“Yo ho, yo ho, a pirate’s life for me!” Rick Maxwell sings, dressed in a pirate’s outfit. No, it’s not Halloween, Maxwell is on the job. In 2005, Maxwell had a dream that he and his son were playing a board game. While many would have dismissed it as just a dream, the
Alexandria, Minn., father turned it into reality and created a board game called “Pickel the Pirate.”
“Pickel the Pirate” (yep, that’s the idiosyncratic spelling) is an educational game with age-appropriate questions about math, science, spelling, and rhyming for kids ages 4 and up. Players of different skill levels can use their own boxes of questions, so that a kindergartener, for example, can enjoy playing against a junior high student.

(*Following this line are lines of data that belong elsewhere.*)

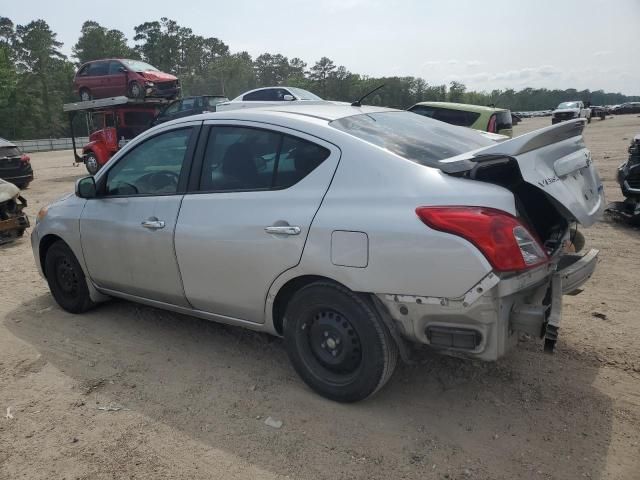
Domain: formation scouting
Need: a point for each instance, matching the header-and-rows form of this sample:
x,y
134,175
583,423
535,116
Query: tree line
x,y
36,77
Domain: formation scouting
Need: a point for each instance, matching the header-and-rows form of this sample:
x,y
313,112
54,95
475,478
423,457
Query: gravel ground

The game can be specialized by adding additional boxes of questions about nutrition, military deployment, diabetes, cancer, and mental health. While “Pickel the Pirate” is an educational game, it is also used in therapy. Maxwell explains, “With questions like, ‘How did you feel when…?’ the game helps kids deal with stress.”
Instead of competing with big game manufacturers for shelf space at retailers like Target, Maxwell partnered with the Army Air Force Exchange Services (AAFES), which operates retail stores for the armed forces. “Pickel the Pirate” is currently sold in AAFES stores on 84 bases around the world. With a retail price of $24.99, Maxwell has sold 12,000 games. “‘Pickel the Pirate’ is the number-one selling game in AAFES, and I want to make it the number-one product with the military,” he says.
Teachers also use the game in classrooms around the country, with the aid of Max’s Treasure Chest of Help, a nonprofit organization that provides school districts across the country with “Pickel the Pirate” games.
“The game is educational and fun,” Maxwell says. “The great thing is that kids are oblivious to the fact that they’re learning while playing the game.”